CIO Kevin Harris and his IT team are playing a major role in helping Insurance Company of the West (ICW) transform its operations to expand the business, enter new markets, and remain competitive.
"We have known for some time we had to remake this company from the ground up, and senior management has been pushing forward with an agenda of transformation for 24 months," Harris explains. "When we come out of this, our goal is to be a case study in the insurance industry of a company that did it right."
ICW offers property/casualty, catastrophe, workers' compensation, and surety products. The privately held company had $385 million in net written premiums in 2007.
Harris joined the carrier in March 2007 as senior vice president of technology. He became CIO in January 2008. Under his leadership, the IT department has doubled to almost 140 employees to accommodate the company's overall growth plans.
As part of its growth and transformation strategy, this year ICW began a multiyear project to upgrade its back office onto one platform using SAP solutions for claims, billing, payments, financials, and business intelligence. The multiphase initiative is expected to help the carrier reduce claims leakage, improve operational efficiencies, and enhance customer service.

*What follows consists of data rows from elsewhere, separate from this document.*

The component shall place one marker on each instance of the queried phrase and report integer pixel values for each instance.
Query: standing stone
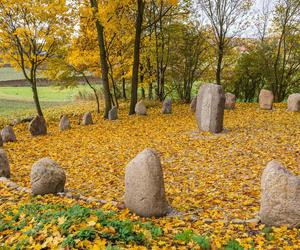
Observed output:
(113, 114)
(87, 119)
(280, 198)
(193, 104)
(47, 177)
(144, 185)
(140, 108)
(167, 106)
(210, 108)
(8, 134)
(4, 165)
(64, 123)
(266, 99)
(38, 126)
(230, 101)
(294, 102)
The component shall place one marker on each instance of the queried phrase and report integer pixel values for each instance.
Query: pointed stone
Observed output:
(140, 108)
(38, 126)
(266, 99)
(280, 197)
(64, 123)
(4, 165)
(113, 114)
(8, 134)
(294, 103)
(47, 177)
(87, 119)
(210, 108)
(167, 106)
(144, 185)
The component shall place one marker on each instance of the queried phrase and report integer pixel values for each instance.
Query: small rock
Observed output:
(87, 119)
(38, 126)
(8, 134)
(167, 106)
(4, 165)
(64, 123)
(294, 102)
(113, 114)
(140, 108)
(47, 177)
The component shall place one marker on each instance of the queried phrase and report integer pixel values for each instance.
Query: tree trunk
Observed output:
(136, 62)
(36, 98)
(103, 62)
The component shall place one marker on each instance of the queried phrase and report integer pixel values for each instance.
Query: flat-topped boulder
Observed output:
(266, 99)
(8, 134)
(64, 123)
(280, 197)
(210, 108)
(144, 185)
(87, 119)
(167, 106)
(230, 100)
(47, 177)
(140, 108)
(38, 126)
(294, 102)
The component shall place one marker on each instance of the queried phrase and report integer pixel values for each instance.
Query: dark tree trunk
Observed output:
(36, 98)
(103, 62)
(136, 60)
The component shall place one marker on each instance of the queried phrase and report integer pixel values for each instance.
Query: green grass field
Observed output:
(15, 100)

ICW had planned to transform only its claims operations. Once IT investigated its options, it realized the company's current claims systems were tightly woven into numerous legacy systems.
"We decided if we really wanted to modernize our claims systems," Harris says, "we needed to transform the entire organization."
ICW also is focusing on information security, disaster recovery, network redesign, data center virtualization, and enterprise architecture. The company has established a project management office and a vendor management office to steer projects toward success; rolled out an Information Technology Infrastructure Library and developed an IT ecosystem to socialize processes and control change; and implemented an underwriting management system from FirstBest Systems, Inc.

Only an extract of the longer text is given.